I do want to return to DD. But I also feel nervous about it. My husband loves me and my family and wants the best for us. I have no doubt of that! But I also feel that sometimes his decisions are made from what is convenient and easier for him and not truly from a place of taking an honest look at my needs. Now I don't say that to bash Captain. I am just saying that's how I feel, whether that's a true assessment or not I can't say. I can only say that's how I perceive things. And this goes back to communication I know. We've never done regular check-ins or dates to discuss DD and how we think it's going and I feel without this level of communicating constantly along the way, I just can't commit to this. I can't give a blank check without lots of opportunities for feedback.
So I guess where this leaves us I don't really know. And that's confusing. And I think I've not only confused myself, but possibly anyone who actually reads this long and convoluted post.

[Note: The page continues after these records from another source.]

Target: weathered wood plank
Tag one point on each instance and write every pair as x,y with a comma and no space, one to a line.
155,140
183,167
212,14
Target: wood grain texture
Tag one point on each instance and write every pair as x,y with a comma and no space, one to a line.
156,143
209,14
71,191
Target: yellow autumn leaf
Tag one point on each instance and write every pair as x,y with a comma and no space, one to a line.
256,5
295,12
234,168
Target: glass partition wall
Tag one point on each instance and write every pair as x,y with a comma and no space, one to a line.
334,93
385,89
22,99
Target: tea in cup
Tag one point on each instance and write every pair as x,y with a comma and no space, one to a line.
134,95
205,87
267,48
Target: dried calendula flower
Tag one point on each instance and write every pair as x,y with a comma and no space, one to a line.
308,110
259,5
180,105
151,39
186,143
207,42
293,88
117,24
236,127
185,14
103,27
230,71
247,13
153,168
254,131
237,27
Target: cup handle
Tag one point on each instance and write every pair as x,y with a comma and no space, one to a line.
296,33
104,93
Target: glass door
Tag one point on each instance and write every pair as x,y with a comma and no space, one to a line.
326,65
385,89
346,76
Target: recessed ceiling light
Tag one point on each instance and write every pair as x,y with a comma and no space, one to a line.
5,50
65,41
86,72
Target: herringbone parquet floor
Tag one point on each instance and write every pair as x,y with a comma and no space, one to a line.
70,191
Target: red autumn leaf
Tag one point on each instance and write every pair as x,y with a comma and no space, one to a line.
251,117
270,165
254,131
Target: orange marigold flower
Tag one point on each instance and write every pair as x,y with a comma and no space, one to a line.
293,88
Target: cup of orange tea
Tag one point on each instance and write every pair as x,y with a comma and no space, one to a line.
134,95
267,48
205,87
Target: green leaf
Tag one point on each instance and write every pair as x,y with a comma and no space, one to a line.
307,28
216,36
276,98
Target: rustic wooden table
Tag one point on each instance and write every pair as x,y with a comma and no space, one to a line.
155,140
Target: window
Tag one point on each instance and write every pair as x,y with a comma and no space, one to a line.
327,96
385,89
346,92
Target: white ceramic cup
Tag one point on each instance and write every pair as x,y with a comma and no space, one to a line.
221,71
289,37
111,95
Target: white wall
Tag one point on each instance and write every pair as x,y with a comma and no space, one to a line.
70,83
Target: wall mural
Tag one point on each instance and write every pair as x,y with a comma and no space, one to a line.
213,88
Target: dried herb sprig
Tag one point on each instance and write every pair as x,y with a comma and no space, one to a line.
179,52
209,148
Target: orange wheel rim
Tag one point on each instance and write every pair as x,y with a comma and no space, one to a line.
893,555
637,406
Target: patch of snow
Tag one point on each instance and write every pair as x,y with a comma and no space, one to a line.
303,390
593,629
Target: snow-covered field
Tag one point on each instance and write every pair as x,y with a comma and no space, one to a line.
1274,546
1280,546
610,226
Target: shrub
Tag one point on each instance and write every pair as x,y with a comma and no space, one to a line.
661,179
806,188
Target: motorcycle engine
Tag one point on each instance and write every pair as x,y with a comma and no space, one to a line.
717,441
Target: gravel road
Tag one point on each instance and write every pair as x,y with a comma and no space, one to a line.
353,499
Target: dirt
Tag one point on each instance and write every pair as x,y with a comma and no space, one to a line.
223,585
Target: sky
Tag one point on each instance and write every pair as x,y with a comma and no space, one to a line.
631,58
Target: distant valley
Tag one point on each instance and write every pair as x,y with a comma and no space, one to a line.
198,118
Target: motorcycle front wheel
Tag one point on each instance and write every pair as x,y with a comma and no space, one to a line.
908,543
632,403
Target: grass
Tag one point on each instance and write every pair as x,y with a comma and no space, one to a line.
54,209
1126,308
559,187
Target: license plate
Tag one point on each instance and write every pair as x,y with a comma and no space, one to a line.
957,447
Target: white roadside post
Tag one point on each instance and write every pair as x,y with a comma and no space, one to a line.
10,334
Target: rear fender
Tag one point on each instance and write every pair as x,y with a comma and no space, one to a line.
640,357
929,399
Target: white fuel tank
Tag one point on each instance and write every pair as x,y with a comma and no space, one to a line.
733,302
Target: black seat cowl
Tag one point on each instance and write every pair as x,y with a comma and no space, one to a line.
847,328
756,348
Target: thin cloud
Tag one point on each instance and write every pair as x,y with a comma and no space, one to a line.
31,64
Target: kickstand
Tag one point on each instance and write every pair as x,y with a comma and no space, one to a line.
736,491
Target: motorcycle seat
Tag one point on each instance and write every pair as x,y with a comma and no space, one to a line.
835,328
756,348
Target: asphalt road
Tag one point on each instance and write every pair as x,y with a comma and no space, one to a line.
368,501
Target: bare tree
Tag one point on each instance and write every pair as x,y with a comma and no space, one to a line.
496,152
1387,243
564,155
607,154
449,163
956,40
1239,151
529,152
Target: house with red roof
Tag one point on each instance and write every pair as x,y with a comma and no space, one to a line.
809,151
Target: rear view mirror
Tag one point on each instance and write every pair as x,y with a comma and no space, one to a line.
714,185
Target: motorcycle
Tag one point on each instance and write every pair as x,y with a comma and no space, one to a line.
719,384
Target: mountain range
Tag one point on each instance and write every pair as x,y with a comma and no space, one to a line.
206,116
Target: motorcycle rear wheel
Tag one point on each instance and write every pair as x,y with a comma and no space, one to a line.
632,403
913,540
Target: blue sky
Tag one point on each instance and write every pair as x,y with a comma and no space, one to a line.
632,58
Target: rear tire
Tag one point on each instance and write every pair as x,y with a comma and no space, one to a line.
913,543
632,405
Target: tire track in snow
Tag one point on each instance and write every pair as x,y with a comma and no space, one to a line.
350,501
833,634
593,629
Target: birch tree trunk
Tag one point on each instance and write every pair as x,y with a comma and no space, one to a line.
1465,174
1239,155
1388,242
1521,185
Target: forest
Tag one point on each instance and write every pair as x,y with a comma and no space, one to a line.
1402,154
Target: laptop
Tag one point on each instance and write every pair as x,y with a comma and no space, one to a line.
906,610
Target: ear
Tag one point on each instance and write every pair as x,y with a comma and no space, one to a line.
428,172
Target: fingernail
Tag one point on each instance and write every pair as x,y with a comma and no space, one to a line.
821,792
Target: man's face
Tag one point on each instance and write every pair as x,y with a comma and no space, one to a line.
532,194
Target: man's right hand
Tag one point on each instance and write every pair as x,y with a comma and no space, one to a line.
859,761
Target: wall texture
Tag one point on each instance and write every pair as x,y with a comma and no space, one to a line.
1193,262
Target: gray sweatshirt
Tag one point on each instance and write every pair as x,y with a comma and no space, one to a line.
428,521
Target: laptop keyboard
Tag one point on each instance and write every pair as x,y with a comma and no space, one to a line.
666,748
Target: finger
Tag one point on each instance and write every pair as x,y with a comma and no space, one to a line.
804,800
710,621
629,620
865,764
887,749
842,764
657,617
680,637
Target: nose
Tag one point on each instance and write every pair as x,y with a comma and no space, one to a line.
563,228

But that's where we've been. I do hope to check in again sooner rather than later. And I apologize sincerely for not checking on everyone's blogs. I so want to catch up. I know I've missed at least two births that I can think of and I so want to check in with those ladies when I get the chance. But I also know that I'm on the verge of giving birth literally any minute and it will take me a bit to get back to this and to checking in regularly as I work to find our new normal as a slightly larger family.
Thank you for reading and I sincerely hope that everyone's 2015 is going wonderfully thus far!